The police are aware of the difficulties experienced in this connection, and the management committee has not agreed to the erection of two notices warning the public that “trespassers will be prosecuted” – because the fact that it is Government property complicates the situation.

The “Echo and Argus” was told by the committee: “We would ask for the co-operation of the general public in informing the police if they see anybody in the grounds of this hospital who has no authority to be there.”

The wide entrances to the two drives leading to the hospital building are un-gated, but the thieves and damage-doers are believed nearly always to get into the grounds over the side fence from the adjoining field.

Barbed Wire

Barbed wire has been fixed on the fences and on the locked gates of the fruit field behind the building, but still the trouble-makers manages to get through. Hedges have several times been found damaged to make a gap allowing a way in.

If there were no outside interference there would normally be a 15 cwt. crop of apples and pears which would go to Rushden House Sanatorium and to other local hospitals. Usually most of the trees are stripped.

Frequent Cases

The gardener, Mr. Jack Minney, said that for the 14 years he has been working at the hospital there have been frequent cases of theft and damage – something he would never even have thought could happen when he worked for Lord Northampton at Castle Ashby.

“Sometimes shrubs have been dug up and taken away, and I have lost whole rows of delphiniums and sweet Williams,” he said. “A lot of damage is caused by young children, but I am sure the main stealing has been by older people.”

Systematic

Sister F. M. Lane said that the apples were stolen at the time of the year when prices were high in the shops, and the stripping of trees was done very systematically, showing that it was unlikely to be children who are responsible.

It was a great shame that such mean conduct was to be experienced, and she hoped that people of the neighbourhood and passers-by would tell the police if they saw any unauthorised persons in the grounds outside normal hours.

The Rushden Echo, 26th April 1968, transcribed by Jim Hollis

Hospital Closing Story Denied

1968
1968
A strong rumour which has been circulating in the Rushden area that the Memorial Hospital in the Hayway is to close down has been categorically denied by the Oxford Regional Hospital Board.

The rumour started at the beginning of the week and by Wednesday was being spoken of as fact.

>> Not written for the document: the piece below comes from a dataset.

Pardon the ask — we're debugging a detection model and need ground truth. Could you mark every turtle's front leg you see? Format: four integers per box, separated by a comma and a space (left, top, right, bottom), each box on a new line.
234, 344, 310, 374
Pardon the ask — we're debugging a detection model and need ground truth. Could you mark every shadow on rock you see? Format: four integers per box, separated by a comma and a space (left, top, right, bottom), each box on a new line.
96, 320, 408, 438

Various people telephoned the “Echo” office to ask if it was true. And we understand even Mr. Harry Howarth, Labour MP for the Wellingborough constituency, has been contacted.

The “Rushden Echo” put the rumour to a spokesman for the Regional Board and he said: “The Board has no immediate plans to alter the facilities at present provided at the Memorial Hospital. The Rushden hospital is not even included in any long term plans that the Board has listed.”

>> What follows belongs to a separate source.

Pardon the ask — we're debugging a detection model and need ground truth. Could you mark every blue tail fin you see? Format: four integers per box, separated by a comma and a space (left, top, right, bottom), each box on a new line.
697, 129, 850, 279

He added: “The Board is continuously reviewing hospital facilities which are provided within its area but at the moment no change is envisaged for Rushden.

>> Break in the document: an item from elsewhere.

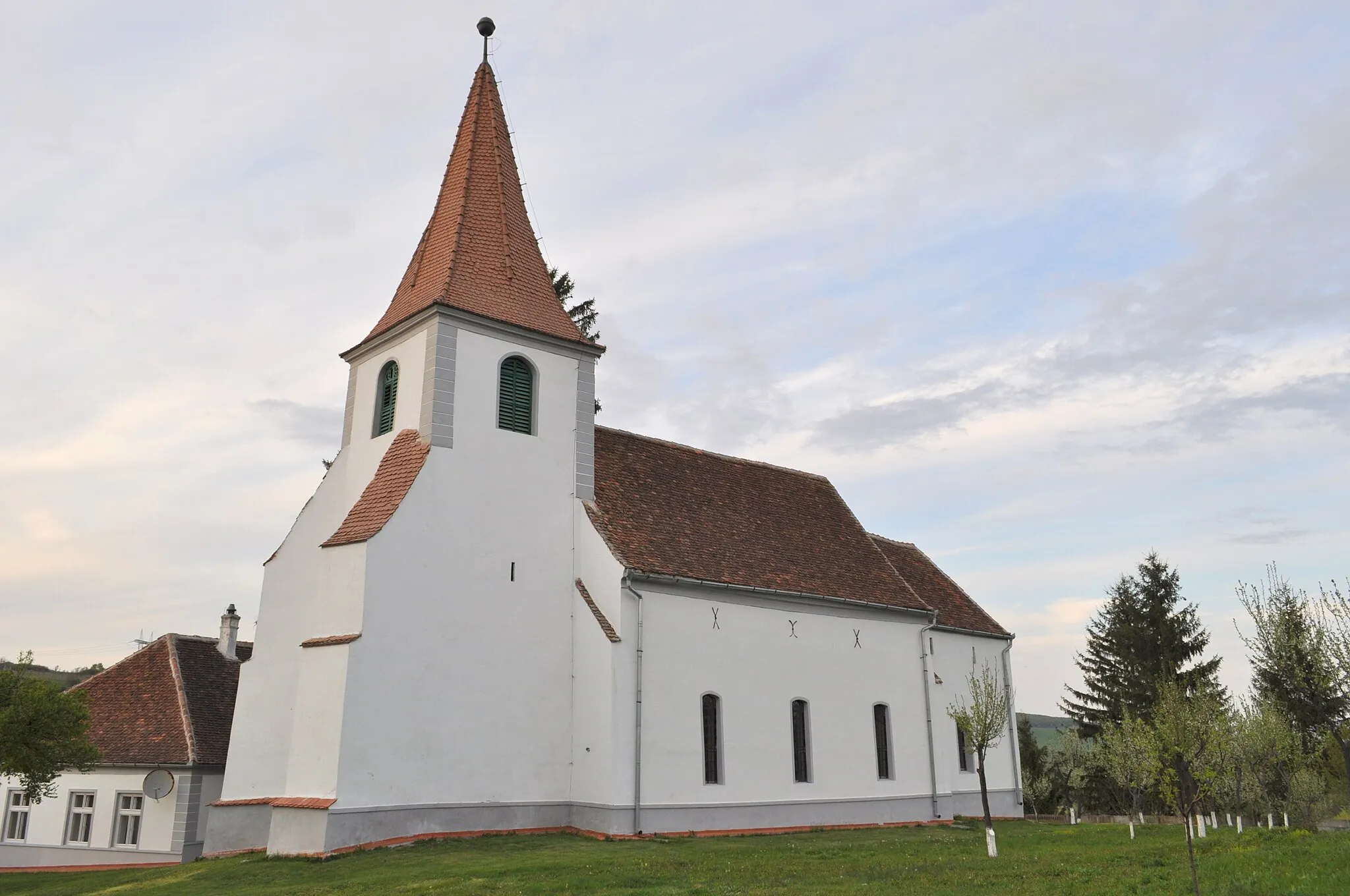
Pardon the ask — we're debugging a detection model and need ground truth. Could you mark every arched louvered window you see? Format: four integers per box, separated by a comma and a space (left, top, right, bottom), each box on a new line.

“Any changes of this kind are always considered by the Board in full consultation with the Local Management Committee, doctors and various interested bodies in the town.”

Mr. G. W. Marriott, vice-chairman of the Rushden Hospital Health Committee, had also heard the rumour – five minutes before the “Echo” telephoned him for a comment.

He said he had not heard of any plans to close the hospital. It was certainly no intention of the Hospital Management Committee to discontinue the facilities provided at the Memorial Hospital, he added.

The hospital itself was bought by public subscription for £16,000 and was opened as a physiotherapy unit.

Later it was run under the auspices of the Oxford Regional Hospital Board as a clinic where patients are still able to meet consultants. It is also used for physiotherapy and maternity clinics.

Divisional Conservative agent, Mr. Arthur Ballard, told the “Echo” that he also had heard the rumours and said that many people would be “very concerned if it were so.”